Petaluman earns prestigious award

Petaluman Dr. Daniel Clemens, professor of biology at Napa Valley College has received the 2016 McPherson Distinguished Teaching Award.|

Petaluman Dr. Daniel Clemens, professor of biology at Napa Valley College has received the 2016 McPherson Distinguished Teaching Award.

Clemens credited the support of his wife, Jane, who is also a teacher; and his mother, an Austrian refugee from World War II, for instilling the value of education in achieving an “enlightened life.” He also thanked his students for working to attain a “new understanding of life and themselves,” in accepting the award.

He credited the college for the opportunity to work with his colleagues to solve problems and develop new ways to support student success.

“Napa Valley College built a way, not a wall, for students,” he told a gathering of about 50 educators gathred to honor him.

Clemens was described in nomination forms as “extraordinary, phenomenal, passionate, honest, dedicated, selfless and organized in ways that benefit the success of his students.”

“He is a teacher who cares, who is always there for his students,” said Dr. Terry Giugni, the NVC vice president of Instruction.

Prior to joining Napa Valley College in 2005, he taught at UC Santa Cruz, UCLA, The University of Chicago, Williams College, Dominican University and Santa Rosa Junior College.

He earned a bachelor’s degree in biology from UC Santa Cruz and completed his Ph.D. in biology from UCLA under Dr. George Bartholomew, who was elected a member of the National Academy of Sciences in 1985, and is known for the 39 Ph.D. students he trained over seven generations, including Clemens.

At NVC, Clemens teaches human anatomy, human physiology and general zoology. Outside of the classroom, he advises the NVC Community Garden Club and supports students in the biology department and is on the Academic Senate and the Curriculum Committee. He has also worked on program evaluation and and planning, student learning outcomes assessment, and helped prepare the college’s accreditation self-study reports in 2009 and 2015.

The McPherson Distinguished Teaching Awards, established in 1987 to recognize excellence in teaching at Napa Valley College, is funded by the McPherson-West Fund of the Napa Valley College Foundation and the Office of Instruction.

Nominations are submitted by peers, students and other members of the college community, and the selection is made by a committee based on comprehensive knowledge of subject matter, stimulation of student thought and interest, use of innovative techniques, continuing helpfulness to students, ability to apply knowledge to other disciplines, contributions to the instructional program and commitment to quality.

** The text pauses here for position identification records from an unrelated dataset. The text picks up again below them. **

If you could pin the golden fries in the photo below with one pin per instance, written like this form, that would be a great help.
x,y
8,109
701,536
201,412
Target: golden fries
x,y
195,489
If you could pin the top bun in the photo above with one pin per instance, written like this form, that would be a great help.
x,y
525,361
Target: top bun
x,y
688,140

Each McPherson Distinguished Teaching Award recipient receives $1,000, thanks to an endowment established by the founding president of the college, Dr. Harry McPherson, and held by his family and the Napa Valley College Foundation.

McPherson helped generations of Napa Valley College students. From his vision and institutional leadership to his support of scholarships and encouragement of individual students, he touched many lives. Establishing the McPherson Distinguished Teaching Award is another example of his support of the faculty and his commitment to excellence in education.